Windowsの記憶域プールは追加投資無しでRAID0~6相当のドライブを作ってデータを保護でき、 シン・プロビジョニング(後からディスクを追加して容量を増やしたりできる)にも対応している。USB3.0を使用すれば多数のドライブを接続できるし、SSDと併用して高速化もできる。設定もGUIベースで簡単にできる。良いことづくめに見えるが、私は他者に記憶域プールの使用は進めない。

管理機能の不足

Windowsの記憶域プールのGUIは管理機能を殆どで提供しない。異常が発生しても「壊れています」以上の詳細な情報はGUIでは把握できない。標準GUIで把握できない事態に陥った場合には、PowerShellというWindowsの独自言語を使ったプログラミングが必須となる。
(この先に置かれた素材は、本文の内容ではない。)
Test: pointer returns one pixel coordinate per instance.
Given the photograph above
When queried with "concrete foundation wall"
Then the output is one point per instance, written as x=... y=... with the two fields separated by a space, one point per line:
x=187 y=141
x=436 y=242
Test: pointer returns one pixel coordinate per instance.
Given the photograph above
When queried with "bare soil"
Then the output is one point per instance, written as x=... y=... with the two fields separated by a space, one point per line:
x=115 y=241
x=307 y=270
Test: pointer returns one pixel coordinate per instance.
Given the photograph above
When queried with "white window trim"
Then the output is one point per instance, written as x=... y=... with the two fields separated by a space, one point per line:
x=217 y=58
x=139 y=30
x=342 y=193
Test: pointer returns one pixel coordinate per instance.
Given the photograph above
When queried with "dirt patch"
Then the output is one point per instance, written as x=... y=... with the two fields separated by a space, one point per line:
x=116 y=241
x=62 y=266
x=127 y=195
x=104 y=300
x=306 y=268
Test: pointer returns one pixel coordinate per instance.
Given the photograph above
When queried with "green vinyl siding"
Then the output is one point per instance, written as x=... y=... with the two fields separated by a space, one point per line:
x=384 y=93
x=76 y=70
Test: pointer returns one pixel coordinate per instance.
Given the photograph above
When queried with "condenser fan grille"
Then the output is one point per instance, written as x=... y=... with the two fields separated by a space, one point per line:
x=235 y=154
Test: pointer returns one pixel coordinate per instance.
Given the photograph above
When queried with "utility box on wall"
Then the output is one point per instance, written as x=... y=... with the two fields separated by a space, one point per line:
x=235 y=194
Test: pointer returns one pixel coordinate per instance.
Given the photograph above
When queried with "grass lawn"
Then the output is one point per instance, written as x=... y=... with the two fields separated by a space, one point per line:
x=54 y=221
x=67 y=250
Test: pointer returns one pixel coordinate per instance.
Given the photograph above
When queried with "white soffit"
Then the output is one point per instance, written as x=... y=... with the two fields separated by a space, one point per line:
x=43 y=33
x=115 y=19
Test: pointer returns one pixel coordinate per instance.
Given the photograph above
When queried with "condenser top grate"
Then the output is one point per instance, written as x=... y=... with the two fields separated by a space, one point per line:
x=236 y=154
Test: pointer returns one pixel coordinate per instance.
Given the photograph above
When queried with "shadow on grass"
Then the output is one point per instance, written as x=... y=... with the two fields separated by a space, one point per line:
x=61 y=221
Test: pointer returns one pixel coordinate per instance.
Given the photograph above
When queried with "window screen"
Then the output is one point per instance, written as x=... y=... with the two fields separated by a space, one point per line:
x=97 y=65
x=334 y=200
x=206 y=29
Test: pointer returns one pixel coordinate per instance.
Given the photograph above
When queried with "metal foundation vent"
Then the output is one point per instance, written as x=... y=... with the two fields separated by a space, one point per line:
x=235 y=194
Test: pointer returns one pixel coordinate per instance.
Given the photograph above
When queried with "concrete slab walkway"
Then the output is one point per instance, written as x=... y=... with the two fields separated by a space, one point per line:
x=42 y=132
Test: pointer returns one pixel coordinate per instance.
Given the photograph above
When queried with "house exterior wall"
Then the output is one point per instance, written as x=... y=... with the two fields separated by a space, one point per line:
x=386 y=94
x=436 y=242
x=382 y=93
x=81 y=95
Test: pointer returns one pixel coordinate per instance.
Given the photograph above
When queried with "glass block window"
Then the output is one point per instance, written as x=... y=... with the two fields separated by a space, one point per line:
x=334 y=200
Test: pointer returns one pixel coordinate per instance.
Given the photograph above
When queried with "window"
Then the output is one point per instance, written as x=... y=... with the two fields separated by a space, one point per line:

この時点で初心者はお手上げになってしまう。

復旧機能の不足

致命的なことに復旧機能がほとんど提供されていません。ディスクの異常が発生して修復に失敗してしまうと、記憶域プールに作成した仮想ディスクを破棄して作り直す以外の方法がありません。これはPowerShellを使っても同じで、Repair-VirtualDisk(自動修復を実行する)というコマンド以外に普及方法が提供されていません。
一般的なハードウェアRAIDであれば強制的にミラーを解除して再構成をすることも出来るのですが強制的に解除するコマンドは用意されていないのです。これでは上級者でもお手上げになってしまいます。

RAID1対応のNASでも安いものなら2万円を切る価格(除くHDD)で購入できることを考えると、安価なRAID対応NASを使うほうが良いでしょう。